Ayudados por la magia de Allegra, no tardaron en cargar en la barcaza el contenido del carro. Aún tuvieron que librar otra pequeña escaramuza un poco más abajo, pero momentos después ya dejaban atrás Namre.

—Un shek —masculló Denyal—. ¡Maldita sea, un shek! ¿Quién iba a decirnos que habría uno de esos monstruos guardando el puente? ¡Por poco nos mata!

Alexander no dijo nada. Se había aplicado un paño a la herida sangrante. Denyal lo miró, inquieto. Aunque el joven les había advertido de los cambios que se operarían en él aquella noche, aún le costaba ver al príncipe Alsan bajo aquellos rasgos, bestiales.

Sin embargo, no cabía duda de que su transformación le había ayudado a pelear mejor en el puente; lo había visto matar nada menos que a un shek, y no podía evitar mirarlo ahora con un profundo respeto.

Suspiró. Pese a todo, aquella empresa seguía pareciéndole una locura.

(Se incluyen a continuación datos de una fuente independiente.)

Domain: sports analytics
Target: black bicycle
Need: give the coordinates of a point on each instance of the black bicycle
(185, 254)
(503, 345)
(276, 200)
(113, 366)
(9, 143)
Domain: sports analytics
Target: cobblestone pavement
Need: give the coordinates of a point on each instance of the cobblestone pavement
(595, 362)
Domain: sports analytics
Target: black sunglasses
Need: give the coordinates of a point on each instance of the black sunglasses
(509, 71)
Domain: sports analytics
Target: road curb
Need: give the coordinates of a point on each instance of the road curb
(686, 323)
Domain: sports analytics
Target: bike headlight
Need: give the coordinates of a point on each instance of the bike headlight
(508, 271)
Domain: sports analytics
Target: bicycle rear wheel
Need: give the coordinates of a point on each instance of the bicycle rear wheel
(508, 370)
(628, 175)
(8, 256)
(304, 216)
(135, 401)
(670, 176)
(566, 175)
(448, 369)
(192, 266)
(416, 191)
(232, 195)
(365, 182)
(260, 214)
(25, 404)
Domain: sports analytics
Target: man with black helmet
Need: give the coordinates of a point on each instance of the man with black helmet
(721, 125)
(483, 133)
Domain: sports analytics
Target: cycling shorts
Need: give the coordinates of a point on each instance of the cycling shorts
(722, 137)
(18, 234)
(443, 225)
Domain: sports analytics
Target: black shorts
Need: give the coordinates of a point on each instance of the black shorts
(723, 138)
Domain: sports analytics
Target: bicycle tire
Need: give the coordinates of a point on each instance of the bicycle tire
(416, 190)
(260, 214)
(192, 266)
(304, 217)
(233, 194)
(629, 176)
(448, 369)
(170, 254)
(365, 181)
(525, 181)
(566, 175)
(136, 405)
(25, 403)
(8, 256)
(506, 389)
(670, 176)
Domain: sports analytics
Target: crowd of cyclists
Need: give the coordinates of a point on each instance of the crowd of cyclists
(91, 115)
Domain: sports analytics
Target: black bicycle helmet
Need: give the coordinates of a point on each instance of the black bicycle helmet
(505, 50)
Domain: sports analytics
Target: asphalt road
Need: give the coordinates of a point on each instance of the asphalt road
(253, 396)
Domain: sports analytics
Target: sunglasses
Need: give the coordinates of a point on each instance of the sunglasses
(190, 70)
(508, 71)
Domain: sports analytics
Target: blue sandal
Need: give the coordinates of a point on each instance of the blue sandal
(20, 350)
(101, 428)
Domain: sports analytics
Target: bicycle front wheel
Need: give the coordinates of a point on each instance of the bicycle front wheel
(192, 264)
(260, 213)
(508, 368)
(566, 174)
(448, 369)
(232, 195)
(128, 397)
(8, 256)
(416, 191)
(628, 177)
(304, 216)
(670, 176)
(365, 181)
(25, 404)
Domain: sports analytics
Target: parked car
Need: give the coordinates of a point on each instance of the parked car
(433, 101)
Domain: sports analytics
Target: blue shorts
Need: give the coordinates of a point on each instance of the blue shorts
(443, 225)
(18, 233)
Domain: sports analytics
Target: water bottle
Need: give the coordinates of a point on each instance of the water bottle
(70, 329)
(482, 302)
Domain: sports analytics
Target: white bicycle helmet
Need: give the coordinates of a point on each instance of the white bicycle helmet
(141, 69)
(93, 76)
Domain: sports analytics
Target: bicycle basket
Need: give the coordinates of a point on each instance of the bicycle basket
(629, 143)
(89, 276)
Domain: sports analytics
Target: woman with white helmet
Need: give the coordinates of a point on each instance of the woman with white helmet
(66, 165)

Habían salido de las montañas varios días atrás, descendiendo en aquella barcaza a lo largo del río Raisar, primero y por el Adir, después. Llevaban en la bodega de la embarcación uno de los dragones de madera, un Escupefuego. A la vez que ellos, otras dos barcazas habían partido de la base rebelde, desde puntos diferentes, cada una con un dragón en su interior. Una de ellas descendía por el río Estehin. La otra bajaría por el mismo río Adir, entre Les y Kes, las ciudades gemelas, y acabaría por llegar también a Namre. Tenían que reunirse las tres más o menos a la altura de Even, donde los tres grandes ríos se untaban. Al principio, Denyal había dado por supuesto que Alexander llevaba los dragones al bosque de Awa, la morada de los feéricos, que todavía resistía al imperio de los sheks. Sin embargo, las intenciones de Alexander eran otras.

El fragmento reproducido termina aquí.